Now, when TLS was working and I sent an email, there was a lot of output on the mail logs TLS related.

----------

## jhboricua

Hmmmmm, ooooooooook,

I tried to do this from work and TLS works.  So it seems that this is a local issue when I tried to email from inside my home network and TLS not working.  It used to, though.

----------

## jhboricua

I'm still at a lost on this and it is irritating to some degree.

I still cannot do SMTP-AUTH via TLS from inside my LAN, but it works just fine outside of it.  Has someone run into this problem too?  It is strictly a TLS issue at this point, it not working from inside the LAN in which the server resides.

Anyone?

----------

## jhboricua

I've run into a interesting discovery on this.  I hope someone can duplicate it.

All this time, using Thunderbird, I'm not able to do TLS SMTP-AUTH with Postfix from inside the same subnet as my home server.  The TLS portion just hangs.  I've reinstalled TBird and wiped my profile but still no dice.  I never get a prompt to accept the self-signed certificate at all.
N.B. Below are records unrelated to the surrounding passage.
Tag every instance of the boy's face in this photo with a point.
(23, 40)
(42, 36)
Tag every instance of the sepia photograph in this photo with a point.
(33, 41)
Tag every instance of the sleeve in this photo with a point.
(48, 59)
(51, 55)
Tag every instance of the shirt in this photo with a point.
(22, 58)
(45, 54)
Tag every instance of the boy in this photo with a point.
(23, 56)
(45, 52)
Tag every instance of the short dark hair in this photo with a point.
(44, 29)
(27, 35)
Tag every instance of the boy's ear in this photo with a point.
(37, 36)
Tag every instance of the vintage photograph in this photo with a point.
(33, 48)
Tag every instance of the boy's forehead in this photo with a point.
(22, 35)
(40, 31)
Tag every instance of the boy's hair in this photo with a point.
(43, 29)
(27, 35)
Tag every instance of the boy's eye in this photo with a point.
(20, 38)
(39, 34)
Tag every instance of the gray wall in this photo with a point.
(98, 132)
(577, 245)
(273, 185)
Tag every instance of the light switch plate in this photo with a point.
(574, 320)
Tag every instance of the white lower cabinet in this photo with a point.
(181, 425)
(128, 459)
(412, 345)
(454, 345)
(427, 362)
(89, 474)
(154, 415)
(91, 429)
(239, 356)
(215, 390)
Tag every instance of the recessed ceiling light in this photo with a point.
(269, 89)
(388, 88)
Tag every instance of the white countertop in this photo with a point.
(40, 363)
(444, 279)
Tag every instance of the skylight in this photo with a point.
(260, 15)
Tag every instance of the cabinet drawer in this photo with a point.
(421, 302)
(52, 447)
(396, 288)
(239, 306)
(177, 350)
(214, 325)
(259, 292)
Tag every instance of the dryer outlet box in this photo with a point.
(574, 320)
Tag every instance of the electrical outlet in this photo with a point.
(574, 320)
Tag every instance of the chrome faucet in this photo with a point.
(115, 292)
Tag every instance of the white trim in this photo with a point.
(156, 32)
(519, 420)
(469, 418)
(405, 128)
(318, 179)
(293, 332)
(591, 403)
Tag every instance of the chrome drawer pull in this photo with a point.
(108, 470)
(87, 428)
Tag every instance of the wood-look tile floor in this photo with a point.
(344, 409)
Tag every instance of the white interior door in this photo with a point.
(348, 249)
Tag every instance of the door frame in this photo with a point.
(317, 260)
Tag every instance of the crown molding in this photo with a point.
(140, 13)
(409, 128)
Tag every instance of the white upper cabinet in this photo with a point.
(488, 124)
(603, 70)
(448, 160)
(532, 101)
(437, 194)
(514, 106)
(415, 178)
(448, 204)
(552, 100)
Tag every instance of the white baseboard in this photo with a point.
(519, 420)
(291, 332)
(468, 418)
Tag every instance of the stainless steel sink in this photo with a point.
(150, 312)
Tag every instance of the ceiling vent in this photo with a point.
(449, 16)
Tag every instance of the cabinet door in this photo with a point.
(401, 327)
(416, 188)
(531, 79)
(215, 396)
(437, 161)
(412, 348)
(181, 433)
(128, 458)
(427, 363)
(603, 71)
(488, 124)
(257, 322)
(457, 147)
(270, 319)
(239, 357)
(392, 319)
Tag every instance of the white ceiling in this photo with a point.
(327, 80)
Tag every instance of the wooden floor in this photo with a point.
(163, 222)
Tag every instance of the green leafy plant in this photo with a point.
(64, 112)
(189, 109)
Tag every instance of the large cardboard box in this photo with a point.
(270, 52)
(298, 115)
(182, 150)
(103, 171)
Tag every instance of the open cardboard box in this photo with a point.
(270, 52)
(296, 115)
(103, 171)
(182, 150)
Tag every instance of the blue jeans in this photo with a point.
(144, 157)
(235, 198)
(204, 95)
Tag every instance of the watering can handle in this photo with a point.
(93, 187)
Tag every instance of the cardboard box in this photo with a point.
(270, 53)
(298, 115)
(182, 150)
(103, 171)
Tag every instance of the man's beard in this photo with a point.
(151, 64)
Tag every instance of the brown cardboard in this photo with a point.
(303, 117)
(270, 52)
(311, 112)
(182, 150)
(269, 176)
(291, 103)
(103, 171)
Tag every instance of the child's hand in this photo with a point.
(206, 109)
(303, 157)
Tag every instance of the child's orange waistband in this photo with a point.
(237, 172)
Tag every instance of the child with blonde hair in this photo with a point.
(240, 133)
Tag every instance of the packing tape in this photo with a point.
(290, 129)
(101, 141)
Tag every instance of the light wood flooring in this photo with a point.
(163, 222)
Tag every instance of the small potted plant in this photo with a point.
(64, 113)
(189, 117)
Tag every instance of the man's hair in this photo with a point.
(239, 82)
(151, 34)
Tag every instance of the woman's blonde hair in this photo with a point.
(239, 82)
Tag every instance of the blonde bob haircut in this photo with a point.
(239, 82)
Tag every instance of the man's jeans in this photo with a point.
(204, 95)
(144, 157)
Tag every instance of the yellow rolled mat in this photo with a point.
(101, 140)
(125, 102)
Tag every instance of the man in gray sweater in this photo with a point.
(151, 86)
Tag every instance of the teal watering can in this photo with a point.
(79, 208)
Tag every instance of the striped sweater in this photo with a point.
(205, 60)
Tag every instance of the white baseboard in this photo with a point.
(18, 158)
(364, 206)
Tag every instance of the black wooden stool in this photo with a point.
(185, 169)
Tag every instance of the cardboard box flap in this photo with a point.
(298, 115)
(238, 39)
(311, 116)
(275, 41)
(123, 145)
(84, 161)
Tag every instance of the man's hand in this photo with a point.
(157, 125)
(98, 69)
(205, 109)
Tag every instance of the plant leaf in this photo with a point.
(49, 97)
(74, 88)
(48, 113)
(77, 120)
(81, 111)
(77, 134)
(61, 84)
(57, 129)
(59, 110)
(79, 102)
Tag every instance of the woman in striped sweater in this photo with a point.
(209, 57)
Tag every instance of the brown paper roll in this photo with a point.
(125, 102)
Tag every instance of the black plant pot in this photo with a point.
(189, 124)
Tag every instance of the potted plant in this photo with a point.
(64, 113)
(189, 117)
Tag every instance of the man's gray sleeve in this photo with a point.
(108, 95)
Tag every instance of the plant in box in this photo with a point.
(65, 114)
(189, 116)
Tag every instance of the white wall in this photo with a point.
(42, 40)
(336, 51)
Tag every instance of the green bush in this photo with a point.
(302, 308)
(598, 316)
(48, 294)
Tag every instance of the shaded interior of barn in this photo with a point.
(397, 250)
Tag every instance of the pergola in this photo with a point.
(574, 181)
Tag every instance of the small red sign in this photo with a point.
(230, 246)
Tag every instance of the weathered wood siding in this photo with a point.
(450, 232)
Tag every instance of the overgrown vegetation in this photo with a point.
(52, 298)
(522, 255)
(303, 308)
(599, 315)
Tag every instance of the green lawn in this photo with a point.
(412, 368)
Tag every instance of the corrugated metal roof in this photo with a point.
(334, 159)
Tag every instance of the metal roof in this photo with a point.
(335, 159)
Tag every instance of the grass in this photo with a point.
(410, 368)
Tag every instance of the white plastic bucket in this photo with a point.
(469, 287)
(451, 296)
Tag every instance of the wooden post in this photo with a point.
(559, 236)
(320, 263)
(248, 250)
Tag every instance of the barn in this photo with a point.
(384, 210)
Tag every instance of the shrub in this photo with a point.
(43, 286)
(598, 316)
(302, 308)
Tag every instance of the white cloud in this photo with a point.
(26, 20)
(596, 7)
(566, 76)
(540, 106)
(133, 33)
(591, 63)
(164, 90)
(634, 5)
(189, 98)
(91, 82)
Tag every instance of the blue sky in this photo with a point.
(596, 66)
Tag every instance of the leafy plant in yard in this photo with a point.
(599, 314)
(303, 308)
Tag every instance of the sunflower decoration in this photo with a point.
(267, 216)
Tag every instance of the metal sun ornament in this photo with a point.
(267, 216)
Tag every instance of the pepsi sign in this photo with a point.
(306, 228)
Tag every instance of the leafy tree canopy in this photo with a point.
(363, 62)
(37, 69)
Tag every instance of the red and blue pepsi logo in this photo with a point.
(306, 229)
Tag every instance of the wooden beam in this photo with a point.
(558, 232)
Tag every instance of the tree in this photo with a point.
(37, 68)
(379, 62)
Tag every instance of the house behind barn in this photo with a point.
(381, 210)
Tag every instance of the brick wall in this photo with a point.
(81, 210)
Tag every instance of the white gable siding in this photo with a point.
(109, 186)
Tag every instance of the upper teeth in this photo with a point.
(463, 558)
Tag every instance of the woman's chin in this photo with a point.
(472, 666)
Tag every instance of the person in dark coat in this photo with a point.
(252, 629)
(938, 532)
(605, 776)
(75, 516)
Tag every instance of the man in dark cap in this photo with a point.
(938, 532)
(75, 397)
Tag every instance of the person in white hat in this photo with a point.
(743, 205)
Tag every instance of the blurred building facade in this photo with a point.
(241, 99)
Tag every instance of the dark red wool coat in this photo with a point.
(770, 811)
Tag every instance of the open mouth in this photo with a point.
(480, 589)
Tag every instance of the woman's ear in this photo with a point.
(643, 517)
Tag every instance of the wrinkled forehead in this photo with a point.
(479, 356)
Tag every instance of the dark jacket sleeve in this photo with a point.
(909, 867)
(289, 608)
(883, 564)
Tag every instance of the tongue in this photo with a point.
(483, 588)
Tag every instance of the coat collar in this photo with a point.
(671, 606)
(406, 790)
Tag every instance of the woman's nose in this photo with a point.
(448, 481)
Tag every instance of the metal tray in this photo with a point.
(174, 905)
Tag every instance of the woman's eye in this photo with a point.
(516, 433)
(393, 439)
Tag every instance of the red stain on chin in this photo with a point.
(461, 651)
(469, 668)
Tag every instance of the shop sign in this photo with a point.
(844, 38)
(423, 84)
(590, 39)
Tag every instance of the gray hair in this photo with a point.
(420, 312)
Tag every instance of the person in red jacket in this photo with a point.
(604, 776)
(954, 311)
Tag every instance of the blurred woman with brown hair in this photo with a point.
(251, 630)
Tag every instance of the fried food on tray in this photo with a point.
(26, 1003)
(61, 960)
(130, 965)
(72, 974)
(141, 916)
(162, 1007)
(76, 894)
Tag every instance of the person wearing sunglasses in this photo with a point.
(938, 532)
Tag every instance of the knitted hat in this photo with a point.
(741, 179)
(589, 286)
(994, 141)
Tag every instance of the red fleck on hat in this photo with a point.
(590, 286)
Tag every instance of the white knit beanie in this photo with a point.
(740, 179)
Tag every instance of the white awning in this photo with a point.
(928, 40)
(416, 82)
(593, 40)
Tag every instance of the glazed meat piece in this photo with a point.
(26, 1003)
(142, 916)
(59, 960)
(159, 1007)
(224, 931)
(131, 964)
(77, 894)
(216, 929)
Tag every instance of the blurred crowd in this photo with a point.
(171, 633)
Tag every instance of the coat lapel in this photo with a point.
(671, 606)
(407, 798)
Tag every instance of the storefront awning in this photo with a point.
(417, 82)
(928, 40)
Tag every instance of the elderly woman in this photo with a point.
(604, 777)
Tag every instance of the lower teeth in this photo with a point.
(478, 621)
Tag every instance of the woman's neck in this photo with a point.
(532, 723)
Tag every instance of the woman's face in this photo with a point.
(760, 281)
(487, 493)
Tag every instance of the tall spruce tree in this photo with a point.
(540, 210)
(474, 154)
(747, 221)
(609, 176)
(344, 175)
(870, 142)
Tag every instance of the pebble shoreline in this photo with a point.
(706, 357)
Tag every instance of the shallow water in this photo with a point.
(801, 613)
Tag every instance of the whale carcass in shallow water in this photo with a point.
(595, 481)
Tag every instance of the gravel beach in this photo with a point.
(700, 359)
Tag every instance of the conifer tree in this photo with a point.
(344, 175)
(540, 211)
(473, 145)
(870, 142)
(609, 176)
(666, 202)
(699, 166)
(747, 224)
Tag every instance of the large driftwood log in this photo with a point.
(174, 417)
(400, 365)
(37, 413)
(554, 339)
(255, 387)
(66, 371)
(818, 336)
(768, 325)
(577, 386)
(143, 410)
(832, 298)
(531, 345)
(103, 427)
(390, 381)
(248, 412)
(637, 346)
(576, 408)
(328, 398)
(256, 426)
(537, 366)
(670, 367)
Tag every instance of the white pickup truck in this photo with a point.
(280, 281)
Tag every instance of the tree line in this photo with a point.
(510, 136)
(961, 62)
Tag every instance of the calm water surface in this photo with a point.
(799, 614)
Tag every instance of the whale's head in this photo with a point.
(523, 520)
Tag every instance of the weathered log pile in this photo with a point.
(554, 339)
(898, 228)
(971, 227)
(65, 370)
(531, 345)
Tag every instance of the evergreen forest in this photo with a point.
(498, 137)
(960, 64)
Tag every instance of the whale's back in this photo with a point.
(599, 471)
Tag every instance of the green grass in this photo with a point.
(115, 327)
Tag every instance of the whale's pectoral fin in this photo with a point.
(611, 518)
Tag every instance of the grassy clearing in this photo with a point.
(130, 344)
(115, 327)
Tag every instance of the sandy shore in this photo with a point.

So...

I installed Thunderbird on my work laptop and tried again to send a test msg from inside my home lan, same behavior.  Logs show the TLS portion starting when I try to do the SMTP-AUTH but just hangs and Tbird complains with an error message that it can not send the test email.  This is a new TBird install on this laptop too and I never get a certificate prompt.  So its not working right???

HOWEVER,

Once I work, I try and true enough, I fire up TBird and when I press 'send' I get the certificate prompt and after accepting it the test email goes out just fine.

The Kicker????

Once I get back home, I try again with the laptop from inside the LAN and now it authenticates just fine using SMTP-AUTH with TLS.  The difference with my home computer being that when I took my laptop to work I was able to install the certificate cause I got prompted too.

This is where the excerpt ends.